Là où vont nos pères

Là où vont nos pères, Shaun Tan
Éditions Dargaud, 128 pages, 2007

Pourquoi tant d’hommes et de femmes sont-ils conduits à tout laisser derrière eux pour partir, seuls, vers un pays mystérieux, un endroit sans famille ni amis, où tout est inconnu et l’avenir incertain ? Cette bande dessinée silencieuse est l’histoire de tous les immigrés, tous les réfugiés, tous les exilés, et un hommage à ceux qui ont fait le voyage…

Au début de cette bande dessinée, nous remarquons un père de famille en train de faire sa valise. Il est en effet contraint de quitte femme et enfant pour embarquer sur un grand paquebot et immigrer dans un autre pays. Un endroit où vivent des animaux bizarres, où l’on semble parler une langue que cet homme ne maîtrise pas… Un lieu très onirique que le lecteur va découvrir en même temps que ce monsieur. La particularité de cette bande dessinée ? Elle est totalement vierge du moindre mot.

Une fois cet album refermé, j’avoue que je suis assez désemparée et que je ne sais pas vraiment où va me mener cette chronique. Avant toute chose, j’ai décidé de ne pas attribuer de note à ce roman graphique, tant celui-ci était absolument différent de ce que j’ai l’habitude de lire. Un livre sans mot, qui pourtant en dit beaucoup… Plutôt étrange, non ? C’est cependant ce que j’ai éprouvé au long de ce récit, et encore davantage lorsque je l’ai eu terminé.
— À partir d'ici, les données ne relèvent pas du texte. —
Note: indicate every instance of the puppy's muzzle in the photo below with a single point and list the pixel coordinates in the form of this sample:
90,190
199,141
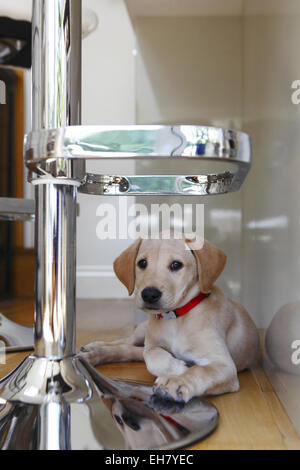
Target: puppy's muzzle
151,295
C’était une expérience totalement inédite pour moi, et je sais qu’elle va me marquer pour longtemps.

Il n’y a pas de discours, mais il y a des visages, des expressions, des situations, des regards… Tout cela en dit finalement autant – si ce n’est plus – qu’une trame narrative accompagnée de phylactères. Nous ressentons le déchirement de cette famille contrainte de se séparer, mais aussi la peur, les difficultés de communication… Le tout est porté par un dessin absolument splendide, criant de vérité à tel point que l’on aurait presque l’impression par moments que l’on est face à des photographies. J’ai apprécié le choix des teintes sépia, qui donne un caractère assez intemporel à l’ensemble.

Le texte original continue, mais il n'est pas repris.